Quase tudo que precisamos descobrir em “O Desprezo” está em seus primeiros 15 minutos. O produtor ganancioso sente-se enganado por um diretor que busca reinventar “A Odisséia”, clássico grego. O primeiro busca dinheiro, o segundo a arte. É o velho conflito, que desde sempre permeou a criação, mas que ganhou novas dimensões com o cinema.

Entra em cena um novo roteirista, que é simpático ao diretor, mas que opta pelo lado mais forte e oferece a companhia da própria mulher ao produtor a fim de ser contratado para essa super produção. A mesma companheira a quem a pouco ele havia declarado paixão desmedida, num belo plano-seqüência em que Brigite Bardot aparece nua. Suaves movimentos nos levam a conhecer aquele jovem corpo, enquanto ela questiona o quanto é amada por seu companheiro.

Assim, assistiremos, durante toda a projeção, o embate entre arte versus comércio e um casal jovem a se maltratar. Veremos de forma suave, tais quais os travellings e pans que nos conduzem durante quase todo filme, a contradição do mundo das artes e o mais puro dos sonhos se desintegrando gradativamente.

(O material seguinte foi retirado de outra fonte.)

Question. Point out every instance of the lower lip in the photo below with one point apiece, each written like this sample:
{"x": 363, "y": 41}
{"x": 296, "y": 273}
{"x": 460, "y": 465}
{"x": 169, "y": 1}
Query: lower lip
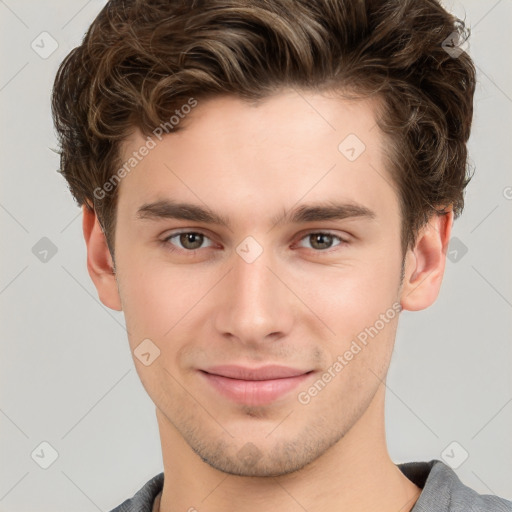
{"x": 254, "y": 392}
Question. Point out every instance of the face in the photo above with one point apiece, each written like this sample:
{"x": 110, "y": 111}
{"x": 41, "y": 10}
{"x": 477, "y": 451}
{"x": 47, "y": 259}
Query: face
{"x": 275, "y": 316}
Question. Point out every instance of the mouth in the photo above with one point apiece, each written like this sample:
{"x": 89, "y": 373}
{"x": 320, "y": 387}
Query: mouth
{"x": 254, "y": 386}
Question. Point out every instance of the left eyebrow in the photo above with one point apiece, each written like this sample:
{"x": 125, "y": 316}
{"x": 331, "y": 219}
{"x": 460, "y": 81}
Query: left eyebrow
{"x": 169, "y": 209}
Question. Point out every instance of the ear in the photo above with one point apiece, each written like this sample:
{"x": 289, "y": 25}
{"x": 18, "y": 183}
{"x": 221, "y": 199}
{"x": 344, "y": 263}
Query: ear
{"x": 99, "y": 260}
{"x": 425, "y": 263}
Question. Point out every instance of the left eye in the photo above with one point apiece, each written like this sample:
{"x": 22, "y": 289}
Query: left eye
{"x": 320, "y": 240}
{"x": 191, "y": 240}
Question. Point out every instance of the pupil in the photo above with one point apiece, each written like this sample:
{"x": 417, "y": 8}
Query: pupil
{"x": 187, "y": 238}
{"x": 318, "y": 239}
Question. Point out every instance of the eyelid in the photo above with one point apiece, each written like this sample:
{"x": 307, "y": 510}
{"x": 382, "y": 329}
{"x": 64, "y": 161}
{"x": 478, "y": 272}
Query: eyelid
{"x": 302, "y": 236}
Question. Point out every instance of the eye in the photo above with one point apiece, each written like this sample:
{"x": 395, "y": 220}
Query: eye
{"x": 322, "y": 241}
{"x": 189, "y": 240}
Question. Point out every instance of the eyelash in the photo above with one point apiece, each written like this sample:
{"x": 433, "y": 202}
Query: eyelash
{"x": 170, "y": 247}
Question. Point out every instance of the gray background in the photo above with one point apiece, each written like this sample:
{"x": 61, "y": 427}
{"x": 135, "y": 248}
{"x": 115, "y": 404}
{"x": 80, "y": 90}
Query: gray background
{"x": 66, "y": 372}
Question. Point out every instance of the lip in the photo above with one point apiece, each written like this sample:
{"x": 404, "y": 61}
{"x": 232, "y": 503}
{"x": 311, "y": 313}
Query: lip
{"x": 254, "y": 386}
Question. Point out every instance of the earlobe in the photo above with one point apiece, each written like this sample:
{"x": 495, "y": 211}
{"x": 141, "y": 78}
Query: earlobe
{"x": 99, "y": 260}
{"x": 425, "y": 263}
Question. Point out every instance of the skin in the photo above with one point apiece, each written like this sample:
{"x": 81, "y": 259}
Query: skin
{"x": 296, "y": 305}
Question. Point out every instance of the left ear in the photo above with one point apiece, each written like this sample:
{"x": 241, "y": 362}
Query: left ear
{"x": 425, "y": 263}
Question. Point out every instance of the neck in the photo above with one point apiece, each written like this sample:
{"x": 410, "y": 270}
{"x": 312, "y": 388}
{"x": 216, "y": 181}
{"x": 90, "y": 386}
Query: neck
{"x": 355, "y": 474}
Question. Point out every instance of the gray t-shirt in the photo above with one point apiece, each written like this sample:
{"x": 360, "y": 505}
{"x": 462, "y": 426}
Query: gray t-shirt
{"x": 442, "y": 492}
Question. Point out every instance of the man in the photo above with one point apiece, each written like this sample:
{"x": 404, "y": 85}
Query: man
{"x": 265, "y": 186}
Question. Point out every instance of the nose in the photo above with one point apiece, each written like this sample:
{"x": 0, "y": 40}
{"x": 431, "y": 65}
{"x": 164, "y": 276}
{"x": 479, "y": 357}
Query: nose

Há uma doçura nesse conflito, não apenas corporificado pela beleza de Bardot, mas pela paleta de cores e luz que é farta. Do início ao final, do apartamento em Roma a Capri.

Importante dizer, ainda, que “O Desprezo” se volta para si mesmo e para o cinema, desde o travelling inicial. Um filme que reflete suas próprias contradições e marca uma experiência única na carreira de Jean-Luc Godard.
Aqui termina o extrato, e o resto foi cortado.